On March 18, 1975, in a show of defiance against Japan-U.S. military policy, the Kobe Municipal Assembly passed a resolution that became known as the “Kobe Formula.”
From that day forward, the resolution said, any ship carrying nuclear weapons would not be allowed to enter Kobe harbor, and would have to officially declare it did not have any nukes on board. French, Indian and Italian naval vessels agreed to cooperate, but the U.S. Navy refused.
In the nearly four decades since, there has been little pressure on the part of the United States to change it. Following the Great Kobe Earthquake of January 1995, the U.S. offered to dispatch its navy to Kobe for humanitarian assistance. Partially due to the Kobe resolution, the various offers were mostly declined.
In the late 1990s, there was a half-hearted push by some American diplomats in Kansai to overturn the resolution (U.S. Navy officials, by contrast, said that was not something they were seeking). Due to stiff opposition in the Kobe assembly, however, the effort went nowhere.
Today, while many Kobe politicians, especially in the Liberal Democratic Party, say the resolution is outdated, none see the advantage of fighting to overturn it. Those who back it, including opposition parties and their supporters, gather each March 18 to commemorate the resolution’s passage and to call for an end to nuclear weapons.
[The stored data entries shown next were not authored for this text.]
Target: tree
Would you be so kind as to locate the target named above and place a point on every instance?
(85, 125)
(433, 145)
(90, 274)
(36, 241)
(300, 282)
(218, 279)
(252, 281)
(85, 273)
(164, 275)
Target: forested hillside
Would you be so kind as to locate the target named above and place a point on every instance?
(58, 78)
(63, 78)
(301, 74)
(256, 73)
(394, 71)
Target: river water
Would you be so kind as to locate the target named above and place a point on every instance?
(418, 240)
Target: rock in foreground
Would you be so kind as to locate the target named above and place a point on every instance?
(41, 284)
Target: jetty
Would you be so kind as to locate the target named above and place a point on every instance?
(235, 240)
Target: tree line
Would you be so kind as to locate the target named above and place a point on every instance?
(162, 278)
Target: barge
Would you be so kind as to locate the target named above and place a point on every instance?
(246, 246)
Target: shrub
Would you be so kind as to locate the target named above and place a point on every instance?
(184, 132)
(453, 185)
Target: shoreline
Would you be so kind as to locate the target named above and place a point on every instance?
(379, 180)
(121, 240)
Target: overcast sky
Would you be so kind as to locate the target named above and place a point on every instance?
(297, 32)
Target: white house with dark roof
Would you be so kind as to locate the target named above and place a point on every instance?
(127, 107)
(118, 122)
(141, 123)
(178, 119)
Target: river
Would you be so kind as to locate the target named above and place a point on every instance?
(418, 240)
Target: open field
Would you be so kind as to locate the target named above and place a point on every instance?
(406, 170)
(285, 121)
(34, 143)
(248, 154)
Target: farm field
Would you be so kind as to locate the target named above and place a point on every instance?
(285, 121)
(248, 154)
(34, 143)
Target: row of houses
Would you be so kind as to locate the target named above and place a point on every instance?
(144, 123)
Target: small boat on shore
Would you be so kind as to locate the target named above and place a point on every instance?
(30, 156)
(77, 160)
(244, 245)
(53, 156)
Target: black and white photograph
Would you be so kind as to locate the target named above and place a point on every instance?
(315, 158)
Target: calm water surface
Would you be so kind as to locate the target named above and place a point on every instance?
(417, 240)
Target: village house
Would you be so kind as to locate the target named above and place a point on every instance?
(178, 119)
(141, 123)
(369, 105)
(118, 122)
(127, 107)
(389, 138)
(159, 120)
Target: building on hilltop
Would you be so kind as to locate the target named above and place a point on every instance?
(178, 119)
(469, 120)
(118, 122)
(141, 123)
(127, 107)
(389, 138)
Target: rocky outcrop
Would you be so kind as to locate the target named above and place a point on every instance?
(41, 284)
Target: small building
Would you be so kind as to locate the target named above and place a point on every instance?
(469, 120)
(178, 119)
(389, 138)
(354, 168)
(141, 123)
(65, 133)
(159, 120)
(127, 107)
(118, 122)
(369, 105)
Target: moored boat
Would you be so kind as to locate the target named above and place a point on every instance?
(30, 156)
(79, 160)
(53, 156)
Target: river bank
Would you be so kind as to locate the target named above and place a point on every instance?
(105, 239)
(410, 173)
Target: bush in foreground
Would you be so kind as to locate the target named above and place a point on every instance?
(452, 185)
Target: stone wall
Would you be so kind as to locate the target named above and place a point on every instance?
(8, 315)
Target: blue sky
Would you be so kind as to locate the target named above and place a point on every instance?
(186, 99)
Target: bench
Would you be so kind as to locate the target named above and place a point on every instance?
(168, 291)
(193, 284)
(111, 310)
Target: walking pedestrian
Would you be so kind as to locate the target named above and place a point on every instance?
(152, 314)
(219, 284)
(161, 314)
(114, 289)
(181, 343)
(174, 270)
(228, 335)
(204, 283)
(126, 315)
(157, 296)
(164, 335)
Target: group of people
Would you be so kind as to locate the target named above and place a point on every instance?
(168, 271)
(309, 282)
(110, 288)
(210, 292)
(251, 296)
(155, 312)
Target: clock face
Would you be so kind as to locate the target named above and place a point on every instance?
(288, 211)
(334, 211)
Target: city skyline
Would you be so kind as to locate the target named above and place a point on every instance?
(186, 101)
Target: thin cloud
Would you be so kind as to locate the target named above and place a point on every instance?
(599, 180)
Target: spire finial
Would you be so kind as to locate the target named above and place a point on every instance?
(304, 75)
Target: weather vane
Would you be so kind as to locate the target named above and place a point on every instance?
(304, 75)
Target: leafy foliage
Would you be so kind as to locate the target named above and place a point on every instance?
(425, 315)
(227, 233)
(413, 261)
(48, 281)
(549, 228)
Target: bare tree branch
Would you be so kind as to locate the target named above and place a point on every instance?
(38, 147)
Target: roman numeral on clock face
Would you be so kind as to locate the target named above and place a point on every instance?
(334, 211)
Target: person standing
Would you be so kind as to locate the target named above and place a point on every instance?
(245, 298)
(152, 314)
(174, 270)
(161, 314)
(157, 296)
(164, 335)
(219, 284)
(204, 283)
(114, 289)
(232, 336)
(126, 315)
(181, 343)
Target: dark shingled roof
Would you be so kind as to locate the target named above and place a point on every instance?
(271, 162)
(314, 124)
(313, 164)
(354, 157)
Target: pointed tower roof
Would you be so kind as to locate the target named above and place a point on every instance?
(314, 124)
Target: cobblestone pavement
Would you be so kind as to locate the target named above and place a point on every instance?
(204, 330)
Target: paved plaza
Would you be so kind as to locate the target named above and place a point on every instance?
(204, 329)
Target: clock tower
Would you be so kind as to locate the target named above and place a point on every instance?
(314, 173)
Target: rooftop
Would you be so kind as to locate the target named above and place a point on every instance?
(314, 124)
What will happen, though, to the resolution under the new rules for collective self-defense?
Given the emphasis Hyogo Prefecture in particular is putting on the need to have a comprehensive disaster plan in place for major earthquakes, and given the fact that Tokyo and Washington are moving forward with plans to increase U.S. participation in disaster relief efforts based on the lessons both sides learned from “Operation Tomodachi” after the March 11, 2011, mega-quake and tsunami, it seems fair to conclude that ports near Kobe, such as Osaka and Himeji, might see more military activity in the name of joint training for natural disasters.
Under Article VI of the 1960 U.S.-Japan security treaty, the United States is granted use by its land, air and naval forces of facilities and areas in Japan. A natural disaster or military emergency in which Kobe harbor is ordered by the Japanese government to serve as a major base for relief operations might lead to a U.S.-Japan naval presence in the port.
Short of that, however, it appears Tokyo and Washington are, for the moment, content to sail past Kobe and its rough political waters as they navigate a new relationship based on Japan’s reinterpretation of collective self-defense.